Other factors to consider when selecting an LED driving light include:
If you’re looking for a set of 4wd driving lights, chances are you will be driving through water at some stage. Accordingly, you want to make sure that your lights can handle the submersion without the water penetrating inside.
Waterproofness is measured with Ingress Protection (IP) ratings, which are published by the International Electrotechnical Commission. Theoretically, the IP rating of a light should be a good guide to its ability to handle a dip. However, unfortunately it is also a commonly made-up figure with cheaper lights, and so caution is always advised.
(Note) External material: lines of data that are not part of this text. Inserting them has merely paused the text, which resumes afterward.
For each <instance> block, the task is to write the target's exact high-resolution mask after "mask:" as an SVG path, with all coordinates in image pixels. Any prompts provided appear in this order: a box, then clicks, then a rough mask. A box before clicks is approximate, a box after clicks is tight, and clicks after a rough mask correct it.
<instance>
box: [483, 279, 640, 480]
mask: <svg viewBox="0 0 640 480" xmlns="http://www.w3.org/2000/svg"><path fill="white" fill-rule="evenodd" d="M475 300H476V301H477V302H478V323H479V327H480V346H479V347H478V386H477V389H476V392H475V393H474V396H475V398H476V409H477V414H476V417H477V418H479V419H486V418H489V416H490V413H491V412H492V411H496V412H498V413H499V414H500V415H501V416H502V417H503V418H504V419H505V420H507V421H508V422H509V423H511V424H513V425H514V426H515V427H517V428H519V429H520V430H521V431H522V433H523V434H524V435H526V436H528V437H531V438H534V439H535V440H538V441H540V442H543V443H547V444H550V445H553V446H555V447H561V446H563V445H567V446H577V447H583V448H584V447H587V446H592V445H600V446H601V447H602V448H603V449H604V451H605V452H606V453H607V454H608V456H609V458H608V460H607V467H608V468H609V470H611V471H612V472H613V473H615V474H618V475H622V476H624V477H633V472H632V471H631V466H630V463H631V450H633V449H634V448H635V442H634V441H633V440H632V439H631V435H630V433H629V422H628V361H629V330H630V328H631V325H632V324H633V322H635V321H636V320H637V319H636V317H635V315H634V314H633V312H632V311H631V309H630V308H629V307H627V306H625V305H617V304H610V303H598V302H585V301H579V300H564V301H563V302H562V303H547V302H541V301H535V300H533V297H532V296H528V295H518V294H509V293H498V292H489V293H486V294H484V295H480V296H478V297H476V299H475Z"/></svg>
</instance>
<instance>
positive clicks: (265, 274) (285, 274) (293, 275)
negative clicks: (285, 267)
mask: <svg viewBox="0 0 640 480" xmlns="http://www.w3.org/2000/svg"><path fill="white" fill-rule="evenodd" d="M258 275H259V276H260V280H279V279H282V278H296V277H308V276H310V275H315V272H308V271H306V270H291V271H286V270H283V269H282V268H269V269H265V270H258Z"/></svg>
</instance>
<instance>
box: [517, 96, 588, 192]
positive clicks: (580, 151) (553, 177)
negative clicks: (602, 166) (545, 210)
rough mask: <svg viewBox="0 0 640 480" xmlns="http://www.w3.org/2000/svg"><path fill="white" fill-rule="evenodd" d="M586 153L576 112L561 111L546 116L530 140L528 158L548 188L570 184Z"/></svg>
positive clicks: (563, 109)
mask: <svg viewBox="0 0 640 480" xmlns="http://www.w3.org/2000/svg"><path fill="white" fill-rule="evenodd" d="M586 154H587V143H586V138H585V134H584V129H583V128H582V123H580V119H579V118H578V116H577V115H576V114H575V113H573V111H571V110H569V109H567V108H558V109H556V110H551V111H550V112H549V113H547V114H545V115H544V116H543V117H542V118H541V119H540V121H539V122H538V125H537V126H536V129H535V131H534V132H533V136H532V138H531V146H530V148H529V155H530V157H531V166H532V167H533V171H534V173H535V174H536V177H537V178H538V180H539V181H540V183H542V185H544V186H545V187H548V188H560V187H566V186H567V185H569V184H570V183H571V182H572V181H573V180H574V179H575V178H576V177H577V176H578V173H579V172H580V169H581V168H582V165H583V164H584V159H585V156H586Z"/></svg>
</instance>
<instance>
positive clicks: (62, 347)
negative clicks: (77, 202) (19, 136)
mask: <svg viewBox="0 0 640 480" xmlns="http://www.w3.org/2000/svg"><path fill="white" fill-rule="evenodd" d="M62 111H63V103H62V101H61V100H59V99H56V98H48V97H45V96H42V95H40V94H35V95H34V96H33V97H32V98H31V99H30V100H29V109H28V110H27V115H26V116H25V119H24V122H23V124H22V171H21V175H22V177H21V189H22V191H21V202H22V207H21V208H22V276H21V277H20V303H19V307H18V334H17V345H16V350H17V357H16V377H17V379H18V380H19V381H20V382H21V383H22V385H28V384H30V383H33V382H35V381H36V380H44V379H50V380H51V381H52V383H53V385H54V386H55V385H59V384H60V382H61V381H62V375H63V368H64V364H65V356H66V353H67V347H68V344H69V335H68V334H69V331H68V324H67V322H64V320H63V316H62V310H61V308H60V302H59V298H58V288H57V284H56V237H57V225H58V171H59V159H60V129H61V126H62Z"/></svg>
When selecting a 4wd driving light for off-road use, be sure to select one which has an Ingress Protection rating of at least IP67 (bottom of light can be submerged up to 1m) or preferably IP68 (bottom of light can be submerged up to 3m).
As mentioned above, reflector engineering plays a significant part in the conversion of raw light output into a light beam. The beauty of LED driving lights (as opposed to older technology) is that there are many more individual light sources, meaning that much finer control can be exerted over the light beam via minute adjustments to reflector profile.
It also means that the engineering equations are much more complex, and manufacturing tolerance is much lower. A poorly-designed or manufactured reflector can have a substantial negative impact on the shape and distribution of the light beam. Conversely, an expertly designed reflector which efficiently uses the available light can result in an LED driving light that produces a much stronger beam using less power.